From Trying to Please by John Julius Norwich. Page 260. In the Sahara.
In ten days spent in disagreeable proximity to a good many of them, I found camels without exception to be faithless, pusillanimous, and lazy. They also suffer from a halitosis unique in my experience. We rode them occasionally, but the local saddles basically consisted of a single forked branch, which even with half a dozen blankets on top of it inflicted, after a few minutes, a degree of pain that I hardly knew existed. It was infinitely more comfortable—and, incidentally, a good deal safer—to walk, which in the mornings we usually did, clambering on to the camels only for the last couple of hours of the day.

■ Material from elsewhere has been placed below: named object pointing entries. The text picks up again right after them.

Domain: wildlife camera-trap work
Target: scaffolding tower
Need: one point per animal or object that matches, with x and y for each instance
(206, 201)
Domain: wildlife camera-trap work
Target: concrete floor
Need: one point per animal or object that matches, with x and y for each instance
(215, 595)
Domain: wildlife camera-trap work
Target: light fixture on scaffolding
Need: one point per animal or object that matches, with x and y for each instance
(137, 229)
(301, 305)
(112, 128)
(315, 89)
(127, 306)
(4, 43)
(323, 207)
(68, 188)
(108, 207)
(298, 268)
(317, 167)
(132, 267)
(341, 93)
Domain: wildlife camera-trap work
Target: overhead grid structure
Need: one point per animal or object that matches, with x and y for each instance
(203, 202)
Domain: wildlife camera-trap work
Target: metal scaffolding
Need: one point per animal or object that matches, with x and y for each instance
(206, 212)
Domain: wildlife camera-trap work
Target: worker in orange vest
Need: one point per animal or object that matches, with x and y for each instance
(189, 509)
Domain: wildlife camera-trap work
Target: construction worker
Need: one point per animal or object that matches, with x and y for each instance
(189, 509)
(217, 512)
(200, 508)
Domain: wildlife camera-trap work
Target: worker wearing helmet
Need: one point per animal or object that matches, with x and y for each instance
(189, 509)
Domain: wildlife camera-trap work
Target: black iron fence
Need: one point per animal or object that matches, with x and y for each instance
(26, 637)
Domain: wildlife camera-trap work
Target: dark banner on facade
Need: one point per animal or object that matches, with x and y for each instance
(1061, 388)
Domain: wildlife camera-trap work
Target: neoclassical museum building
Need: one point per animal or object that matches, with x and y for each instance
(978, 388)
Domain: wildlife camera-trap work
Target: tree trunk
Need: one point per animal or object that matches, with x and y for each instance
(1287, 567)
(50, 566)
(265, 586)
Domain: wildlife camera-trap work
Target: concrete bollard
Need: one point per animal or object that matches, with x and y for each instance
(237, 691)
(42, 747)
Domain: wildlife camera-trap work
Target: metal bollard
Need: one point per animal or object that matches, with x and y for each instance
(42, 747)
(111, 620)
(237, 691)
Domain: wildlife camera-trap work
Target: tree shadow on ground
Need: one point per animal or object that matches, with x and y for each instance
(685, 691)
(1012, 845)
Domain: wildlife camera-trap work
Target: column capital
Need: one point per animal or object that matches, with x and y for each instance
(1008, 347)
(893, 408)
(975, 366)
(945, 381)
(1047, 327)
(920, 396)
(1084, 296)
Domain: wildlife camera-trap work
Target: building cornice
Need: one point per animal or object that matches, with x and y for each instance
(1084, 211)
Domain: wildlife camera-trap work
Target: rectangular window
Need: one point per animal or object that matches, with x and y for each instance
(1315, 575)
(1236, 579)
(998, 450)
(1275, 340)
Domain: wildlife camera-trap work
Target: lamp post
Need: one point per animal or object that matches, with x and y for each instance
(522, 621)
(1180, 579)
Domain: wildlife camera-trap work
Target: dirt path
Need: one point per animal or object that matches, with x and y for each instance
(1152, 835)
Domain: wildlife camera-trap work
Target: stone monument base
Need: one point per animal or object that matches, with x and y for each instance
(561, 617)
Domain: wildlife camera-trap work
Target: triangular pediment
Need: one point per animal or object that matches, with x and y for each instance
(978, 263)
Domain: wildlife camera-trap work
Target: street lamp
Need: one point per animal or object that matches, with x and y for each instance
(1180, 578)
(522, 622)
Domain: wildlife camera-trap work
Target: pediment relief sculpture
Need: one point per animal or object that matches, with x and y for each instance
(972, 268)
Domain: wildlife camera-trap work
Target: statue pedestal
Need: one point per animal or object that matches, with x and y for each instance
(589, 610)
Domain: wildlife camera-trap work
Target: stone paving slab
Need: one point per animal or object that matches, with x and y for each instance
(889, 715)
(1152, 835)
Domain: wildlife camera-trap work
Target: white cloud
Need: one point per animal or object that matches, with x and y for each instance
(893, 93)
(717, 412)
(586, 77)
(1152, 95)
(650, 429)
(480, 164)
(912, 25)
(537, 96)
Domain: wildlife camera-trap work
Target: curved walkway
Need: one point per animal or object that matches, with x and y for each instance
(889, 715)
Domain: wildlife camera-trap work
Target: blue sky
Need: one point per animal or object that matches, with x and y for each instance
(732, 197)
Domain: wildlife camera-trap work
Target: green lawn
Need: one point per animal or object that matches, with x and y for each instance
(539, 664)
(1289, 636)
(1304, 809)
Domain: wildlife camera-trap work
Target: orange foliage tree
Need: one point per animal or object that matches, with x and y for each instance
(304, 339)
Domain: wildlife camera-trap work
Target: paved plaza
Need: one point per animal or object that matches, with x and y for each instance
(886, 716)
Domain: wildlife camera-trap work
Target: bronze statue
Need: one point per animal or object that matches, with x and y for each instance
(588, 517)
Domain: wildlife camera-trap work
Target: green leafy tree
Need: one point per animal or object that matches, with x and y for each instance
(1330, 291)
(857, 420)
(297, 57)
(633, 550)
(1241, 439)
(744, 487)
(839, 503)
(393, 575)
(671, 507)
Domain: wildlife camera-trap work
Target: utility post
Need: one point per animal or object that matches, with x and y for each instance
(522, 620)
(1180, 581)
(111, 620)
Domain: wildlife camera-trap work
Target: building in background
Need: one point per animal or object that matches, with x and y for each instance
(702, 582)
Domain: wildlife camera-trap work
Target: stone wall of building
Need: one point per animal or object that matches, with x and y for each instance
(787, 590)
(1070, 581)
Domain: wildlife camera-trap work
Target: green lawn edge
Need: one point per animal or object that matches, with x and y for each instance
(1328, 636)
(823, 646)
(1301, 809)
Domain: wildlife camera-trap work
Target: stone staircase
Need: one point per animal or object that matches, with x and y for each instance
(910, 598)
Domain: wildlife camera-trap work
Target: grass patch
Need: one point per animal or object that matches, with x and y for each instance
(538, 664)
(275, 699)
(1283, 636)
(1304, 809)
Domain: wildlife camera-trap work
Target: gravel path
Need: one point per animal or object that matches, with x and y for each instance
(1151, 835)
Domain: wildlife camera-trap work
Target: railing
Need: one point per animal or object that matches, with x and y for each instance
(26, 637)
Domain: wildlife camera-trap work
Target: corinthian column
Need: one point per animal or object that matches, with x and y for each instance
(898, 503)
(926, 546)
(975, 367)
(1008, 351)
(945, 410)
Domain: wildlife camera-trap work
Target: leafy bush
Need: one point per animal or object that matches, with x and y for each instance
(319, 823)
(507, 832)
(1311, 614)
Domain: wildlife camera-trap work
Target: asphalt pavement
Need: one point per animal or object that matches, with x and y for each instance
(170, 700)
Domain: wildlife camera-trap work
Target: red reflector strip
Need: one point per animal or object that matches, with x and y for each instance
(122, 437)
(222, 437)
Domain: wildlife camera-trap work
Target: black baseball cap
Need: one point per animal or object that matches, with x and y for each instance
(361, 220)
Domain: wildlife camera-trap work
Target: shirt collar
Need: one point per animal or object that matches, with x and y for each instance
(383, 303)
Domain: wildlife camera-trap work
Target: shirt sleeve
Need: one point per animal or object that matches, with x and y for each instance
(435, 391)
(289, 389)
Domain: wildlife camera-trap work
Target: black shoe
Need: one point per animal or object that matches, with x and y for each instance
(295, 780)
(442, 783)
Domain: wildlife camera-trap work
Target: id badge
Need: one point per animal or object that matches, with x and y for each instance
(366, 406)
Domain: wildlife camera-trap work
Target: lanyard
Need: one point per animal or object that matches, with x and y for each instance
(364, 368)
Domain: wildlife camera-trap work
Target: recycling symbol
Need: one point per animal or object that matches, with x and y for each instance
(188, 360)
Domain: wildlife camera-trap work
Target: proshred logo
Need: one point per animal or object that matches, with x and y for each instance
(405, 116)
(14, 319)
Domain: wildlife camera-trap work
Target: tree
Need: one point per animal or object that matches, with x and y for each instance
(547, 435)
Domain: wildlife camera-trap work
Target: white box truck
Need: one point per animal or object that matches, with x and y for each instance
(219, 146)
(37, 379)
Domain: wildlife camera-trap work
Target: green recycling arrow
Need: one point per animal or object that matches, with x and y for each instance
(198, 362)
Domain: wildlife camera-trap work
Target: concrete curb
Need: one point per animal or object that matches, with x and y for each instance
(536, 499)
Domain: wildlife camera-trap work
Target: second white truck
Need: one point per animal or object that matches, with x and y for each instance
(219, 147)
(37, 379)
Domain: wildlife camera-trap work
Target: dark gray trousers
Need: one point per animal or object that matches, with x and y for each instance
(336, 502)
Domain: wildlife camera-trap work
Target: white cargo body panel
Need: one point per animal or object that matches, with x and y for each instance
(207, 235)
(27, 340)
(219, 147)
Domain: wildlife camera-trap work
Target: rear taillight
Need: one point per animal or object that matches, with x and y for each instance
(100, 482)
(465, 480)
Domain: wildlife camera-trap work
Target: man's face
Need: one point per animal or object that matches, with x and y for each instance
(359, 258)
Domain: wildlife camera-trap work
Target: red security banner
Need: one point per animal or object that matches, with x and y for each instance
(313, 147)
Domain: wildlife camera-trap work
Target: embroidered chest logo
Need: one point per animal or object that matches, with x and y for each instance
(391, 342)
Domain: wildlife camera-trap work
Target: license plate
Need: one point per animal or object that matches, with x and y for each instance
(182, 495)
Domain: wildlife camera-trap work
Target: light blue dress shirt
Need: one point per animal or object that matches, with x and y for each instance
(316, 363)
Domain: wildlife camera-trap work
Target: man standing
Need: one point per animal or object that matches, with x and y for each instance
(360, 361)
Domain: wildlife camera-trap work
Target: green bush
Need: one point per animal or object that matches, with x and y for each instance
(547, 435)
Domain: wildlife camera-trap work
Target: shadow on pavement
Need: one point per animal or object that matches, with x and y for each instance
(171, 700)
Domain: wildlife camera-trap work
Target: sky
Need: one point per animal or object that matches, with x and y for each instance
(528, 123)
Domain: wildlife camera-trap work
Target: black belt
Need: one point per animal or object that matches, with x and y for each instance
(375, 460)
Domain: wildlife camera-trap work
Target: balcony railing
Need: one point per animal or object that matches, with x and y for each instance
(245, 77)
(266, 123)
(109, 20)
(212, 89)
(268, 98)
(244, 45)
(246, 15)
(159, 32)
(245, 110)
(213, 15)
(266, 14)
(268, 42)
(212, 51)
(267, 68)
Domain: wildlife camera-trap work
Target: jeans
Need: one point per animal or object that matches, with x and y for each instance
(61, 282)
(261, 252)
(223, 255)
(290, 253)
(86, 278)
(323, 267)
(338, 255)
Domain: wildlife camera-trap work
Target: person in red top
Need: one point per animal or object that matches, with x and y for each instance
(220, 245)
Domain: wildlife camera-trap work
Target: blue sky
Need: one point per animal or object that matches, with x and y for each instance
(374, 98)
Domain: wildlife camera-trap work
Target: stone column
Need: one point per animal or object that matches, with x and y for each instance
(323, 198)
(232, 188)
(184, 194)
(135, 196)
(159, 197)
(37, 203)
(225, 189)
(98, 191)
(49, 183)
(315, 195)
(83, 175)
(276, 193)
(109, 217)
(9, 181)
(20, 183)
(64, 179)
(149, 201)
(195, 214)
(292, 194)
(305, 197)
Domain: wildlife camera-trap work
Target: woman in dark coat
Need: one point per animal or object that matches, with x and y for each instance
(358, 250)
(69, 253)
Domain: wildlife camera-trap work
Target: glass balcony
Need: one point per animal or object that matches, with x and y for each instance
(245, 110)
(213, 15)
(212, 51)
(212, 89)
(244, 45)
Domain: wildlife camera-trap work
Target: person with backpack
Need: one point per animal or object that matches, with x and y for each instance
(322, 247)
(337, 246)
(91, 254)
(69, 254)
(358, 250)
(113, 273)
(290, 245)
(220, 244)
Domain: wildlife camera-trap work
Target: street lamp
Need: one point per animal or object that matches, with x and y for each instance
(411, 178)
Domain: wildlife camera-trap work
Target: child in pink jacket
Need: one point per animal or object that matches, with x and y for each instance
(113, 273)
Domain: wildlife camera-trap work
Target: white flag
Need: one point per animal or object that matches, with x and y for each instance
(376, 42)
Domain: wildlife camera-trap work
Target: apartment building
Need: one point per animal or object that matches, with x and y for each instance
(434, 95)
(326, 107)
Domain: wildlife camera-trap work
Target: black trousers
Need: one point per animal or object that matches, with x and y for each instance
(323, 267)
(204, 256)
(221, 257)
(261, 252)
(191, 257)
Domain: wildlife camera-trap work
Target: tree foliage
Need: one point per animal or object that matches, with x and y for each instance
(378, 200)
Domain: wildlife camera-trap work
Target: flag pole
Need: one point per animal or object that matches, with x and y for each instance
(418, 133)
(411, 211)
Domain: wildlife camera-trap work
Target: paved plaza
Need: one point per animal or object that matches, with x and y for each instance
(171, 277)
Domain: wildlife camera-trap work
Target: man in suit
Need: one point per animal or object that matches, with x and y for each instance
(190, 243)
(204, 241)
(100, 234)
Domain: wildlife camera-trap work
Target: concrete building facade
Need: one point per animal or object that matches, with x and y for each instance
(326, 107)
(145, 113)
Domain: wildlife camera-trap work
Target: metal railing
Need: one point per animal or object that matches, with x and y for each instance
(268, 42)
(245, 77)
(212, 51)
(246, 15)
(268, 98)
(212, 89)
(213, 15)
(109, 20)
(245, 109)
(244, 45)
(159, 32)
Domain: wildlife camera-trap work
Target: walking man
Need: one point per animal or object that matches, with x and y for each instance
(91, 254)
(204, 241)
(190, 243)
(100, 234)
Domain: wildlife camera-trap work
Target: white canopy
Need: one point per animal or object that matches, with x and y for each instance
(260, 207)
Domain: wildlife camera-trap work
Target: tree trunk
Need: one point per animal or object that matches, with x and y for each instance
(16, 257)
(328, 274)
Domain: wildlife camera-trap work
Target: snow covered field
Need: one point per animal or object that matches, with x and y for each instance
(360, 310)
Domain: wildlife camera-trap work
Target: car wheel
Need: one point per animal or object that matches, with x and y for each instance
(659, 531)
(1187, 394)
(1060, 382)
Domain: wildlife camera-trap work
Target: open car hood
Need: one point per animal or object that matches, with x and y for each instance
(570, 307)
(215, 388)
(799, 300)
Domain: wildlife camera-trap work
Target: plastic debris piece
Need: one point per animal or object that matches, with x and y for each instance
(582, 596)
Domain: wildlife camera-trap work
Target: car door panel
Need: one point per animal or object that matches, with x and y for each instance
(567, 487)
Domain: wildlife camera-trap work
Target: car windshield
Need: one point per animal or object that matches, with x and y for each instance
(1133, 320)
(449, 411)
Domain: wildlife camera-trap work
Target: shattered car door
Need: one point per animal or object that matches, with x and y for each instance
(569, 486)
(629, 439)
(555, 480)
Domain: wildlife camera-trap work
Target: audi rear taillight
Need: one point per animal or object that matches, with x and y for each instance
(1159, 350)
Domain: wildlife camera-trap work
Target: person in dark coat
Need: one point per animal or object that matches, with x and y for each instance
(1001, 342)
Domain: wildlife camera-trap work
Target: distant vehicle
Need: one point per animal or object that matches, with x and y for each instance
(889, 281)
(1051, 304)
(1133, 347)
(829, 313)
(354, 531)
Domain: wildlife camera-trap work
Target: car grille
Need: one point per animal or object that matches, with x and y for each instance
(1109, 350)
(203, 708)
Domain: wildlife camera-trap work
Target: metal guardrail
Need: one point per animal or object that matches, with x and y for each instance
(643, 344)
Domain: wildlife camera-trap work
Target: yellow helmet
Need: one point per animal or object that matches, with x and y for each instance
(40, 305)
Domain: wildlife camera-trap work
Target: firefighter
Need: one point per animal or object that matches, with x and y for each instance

On the afternoon of the fourth day’s steady climb we arrived at our final destination—Soborom. It is not a village, nor an oasis, nor yet a mountain. It is a geological phenomenon, one of the most spectacular centers of continuous volcanic activity in the world, a land of perpetual turmoil. Our descent into it had a Dante-esque quality. We and the camels had to thread our way between great natural cauldrons of seething mud; the air was thick with the fumes of brimstone; and the ground itself rang ominously hollow underfoot, a constant reminder of the nameless horrors that lurked beneath. The colors, too, were not of this world: a green which spread over the sand and rocks like a creeping mineral mold, a brilliant yellow and orange produced by other sinister subterranean exhalations, and a dirty white natron, looking like old, spilt milk on a railway platform.